This work was produced during HackJunction 2019, 15-17 November, and submitted for the Varian Medical Systems challenge 'Effective Radiation Therapy Plan Review'. More info can be found here: https://2019.hackjunction.com/challenges/effective-radiation-therapy-plan-review
Credentials: User: Doc Password: 123456
Radiation therapies are planned in a two step process, where firstly the physicist optimizes the arrangement of ionizing radiation, and secondly the oncologist reviews and approves -or not- the plan designed by the physicist. During the treatment, target regions must obtain enough therapeutic radiation while avoiding too much radiation to critical organs and normal tissue. The sharp gradients in Intensity-Modulated Radiation Therapy cause the treatments to be very sensitive to uncertainties; and these can arise from organ motion, setup errors or density errors. For this reason, the plan has to be robust enough against these uncertainties to ensure that the radiation requirements are met. The reviewing process by the oncologist can take many resources as it has to be physically at the workstation to review the plan -often with the physicist-, check different variables such as dose distribution, quality of radiation source positioning or volume definitions, and communicate possible changes or suggestions to the physicist.
Our project aims to improve the way data are handled and visualized to aid decision-making processes by the oncologist, reduce the time spent on the plan review phase, and enhance the framework of information exchange between oncologist, physicist and patient. We have developed a web app system asking for login credentials, allowing the oncologist to access the data anywhere and from any device. The oncologist has the option to filter the information for each patient and plan. The visualization of the data has been focused on two markers for plan robustness; one for inter-fraction uncertainties and another for intra-fraction uncertainties:
- DVH and maximum recommended dose for critical organs have been visualized and compared between plans to assess which plan has higher impact on non targeted areas;
- The nominal location of the radiation is showed alongside the perturbed location taking into account small variations on the patient location during the radiation procedure to evaluate how robust are the plans against these uncertainties.

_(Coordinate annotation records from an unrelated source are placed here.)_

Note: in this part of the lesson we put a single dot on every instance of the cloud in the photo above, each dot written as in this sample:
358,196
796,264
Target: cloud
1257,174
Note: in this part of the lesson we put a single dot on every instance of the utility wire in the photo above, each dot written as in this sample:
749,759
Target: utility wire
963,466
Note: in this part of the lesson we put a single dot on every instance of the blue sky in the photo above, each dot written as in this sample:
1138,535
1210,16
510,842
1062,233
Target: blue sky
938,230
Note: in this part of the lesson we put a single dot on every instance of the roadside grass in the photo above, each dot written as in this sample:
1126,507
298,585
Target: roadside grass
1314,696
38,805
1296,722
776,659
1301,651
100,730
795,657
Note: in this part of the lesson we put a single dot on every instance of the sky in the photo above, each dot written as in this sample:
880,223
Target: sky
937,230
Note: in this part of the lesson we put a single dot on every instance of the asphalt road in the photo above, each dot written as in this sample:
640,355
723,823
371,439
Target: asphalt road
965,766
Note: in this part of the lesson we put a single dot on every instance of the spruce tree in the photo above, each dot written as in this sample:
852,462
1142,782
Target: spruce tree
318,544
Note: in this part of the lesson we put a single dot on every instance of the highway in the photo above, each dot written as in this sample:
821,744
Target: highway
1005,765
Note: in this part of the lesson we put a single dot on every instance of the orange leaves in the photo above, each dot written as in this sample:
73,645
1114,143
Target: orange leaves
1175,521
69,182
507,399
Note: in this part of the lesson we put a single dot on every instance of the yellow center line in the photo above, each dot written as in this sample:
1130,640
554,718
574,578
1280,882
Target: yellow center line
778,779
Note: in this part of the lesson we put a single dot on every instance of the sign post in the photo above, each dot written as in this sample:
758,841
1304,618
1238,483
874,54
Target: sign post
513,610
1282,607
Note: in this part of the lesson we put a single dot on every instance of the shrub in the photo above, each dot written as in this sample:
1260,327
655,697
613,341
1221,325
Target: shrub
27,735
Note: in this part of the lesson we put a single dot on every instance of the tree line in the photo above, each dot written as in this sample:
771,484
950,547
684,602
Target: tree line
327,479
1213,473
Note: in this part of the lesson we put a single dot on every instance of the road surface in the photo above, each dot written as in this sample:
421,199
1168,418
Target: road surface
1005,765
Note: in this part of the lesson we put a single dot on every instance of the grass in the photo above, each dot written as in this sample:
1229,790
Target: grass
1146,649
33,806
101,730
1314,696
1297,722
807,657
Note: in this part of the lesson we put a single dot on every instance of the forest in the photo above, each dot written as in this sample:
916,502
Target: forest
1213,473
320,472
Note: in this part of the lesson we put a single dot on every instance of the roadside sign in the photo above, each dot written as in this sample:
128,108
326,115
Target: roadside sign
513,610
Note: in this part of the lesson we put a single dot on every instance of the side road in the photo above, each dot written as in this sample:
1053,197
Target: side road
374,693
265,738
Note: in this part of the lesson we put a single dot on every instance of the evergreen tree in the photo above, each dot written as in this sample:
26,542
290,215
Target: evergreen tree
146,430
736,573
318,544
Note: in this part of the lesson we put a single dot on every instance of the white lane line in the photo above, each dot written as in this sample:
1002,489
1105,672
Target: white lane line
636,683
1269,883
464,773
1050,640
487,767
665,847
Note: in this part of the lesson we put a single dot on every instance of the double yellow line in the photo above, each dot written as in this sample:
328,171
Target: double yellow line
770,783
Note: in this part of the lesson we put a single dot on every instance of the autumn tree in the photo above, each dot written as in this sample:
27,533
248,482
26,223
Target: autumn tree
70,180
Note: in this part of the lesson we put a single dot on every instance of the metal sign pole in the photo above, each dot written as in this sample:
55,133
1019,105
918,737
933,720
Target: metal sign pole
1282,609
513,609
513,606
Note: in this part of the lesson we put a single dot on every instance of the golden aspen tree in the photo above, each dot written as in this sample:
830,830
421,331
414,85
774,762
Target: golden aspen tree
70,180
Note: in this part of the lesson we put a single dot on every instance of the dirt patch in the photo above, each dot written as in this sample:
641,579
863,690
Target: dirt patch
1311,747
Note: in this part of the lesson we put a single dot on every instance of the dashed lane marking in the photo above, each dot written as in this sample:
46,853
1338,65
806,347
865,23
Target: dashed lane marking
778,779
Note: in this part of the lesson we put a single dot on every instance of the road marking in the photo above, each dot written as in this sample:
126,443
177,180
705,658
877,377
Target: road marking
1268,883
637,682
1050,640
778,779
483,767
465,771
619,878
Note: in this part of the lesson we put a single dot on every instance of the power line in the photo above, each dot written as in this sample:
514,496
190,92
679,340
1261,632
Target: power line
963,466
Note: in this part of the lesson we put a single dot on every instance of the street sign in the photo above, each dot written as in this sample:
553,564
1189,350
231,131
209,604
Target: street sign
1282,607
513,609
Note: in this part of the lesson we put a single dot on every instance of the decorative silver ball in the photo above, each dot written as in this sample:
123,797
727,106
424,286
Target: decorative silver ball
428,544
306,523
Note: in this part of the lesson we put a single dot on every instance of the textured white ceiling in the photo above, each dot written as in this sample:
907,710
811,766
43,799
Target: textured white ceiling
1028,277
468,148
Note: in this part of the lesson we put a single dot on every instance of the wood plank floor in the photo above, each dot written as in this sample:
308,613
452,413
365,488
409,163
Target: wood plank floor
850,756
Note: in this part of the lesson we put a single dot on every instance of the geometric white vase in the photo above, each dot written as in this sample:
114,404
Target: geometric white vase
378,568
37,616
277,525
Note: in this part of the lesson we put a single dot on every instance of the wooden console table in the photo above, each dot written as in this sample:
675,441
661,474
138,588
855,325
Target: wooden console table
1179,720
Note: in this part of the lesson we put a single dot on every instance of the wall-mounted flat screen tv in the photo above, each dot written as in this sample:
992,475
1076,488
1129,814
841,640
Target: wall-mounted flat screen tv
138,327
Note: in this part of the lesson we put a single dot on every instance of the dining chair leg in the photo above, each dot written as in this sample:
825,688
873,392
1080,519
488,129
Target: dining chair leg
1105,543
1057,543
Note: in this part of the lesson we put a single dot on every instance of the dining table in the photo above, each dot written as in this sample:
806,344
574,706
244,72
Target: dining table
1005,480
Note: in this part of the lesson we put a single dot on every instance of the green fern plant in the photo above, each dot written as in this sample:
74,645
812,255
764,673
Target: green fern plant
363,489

Lastly, the web app has a checklist informing the oncologist of the steps that have to be performed, with the option of sharing information instantly via SMS with either the physicist or the patient.
We believe that the maximum recommended dose for critical organs could be individualized for each patient considering special conditions such as organ removals or amputations, instead of using the generally recommended by expert institutions. Also, the radiation dose on non targetted areas could be better calculated by taking into account the section of organ volume that goes into the radiation region due to intra and inter-fraction uncertainties. Lastly, we believe that future applications of cloud computing and machine learning in the field could be further investigated.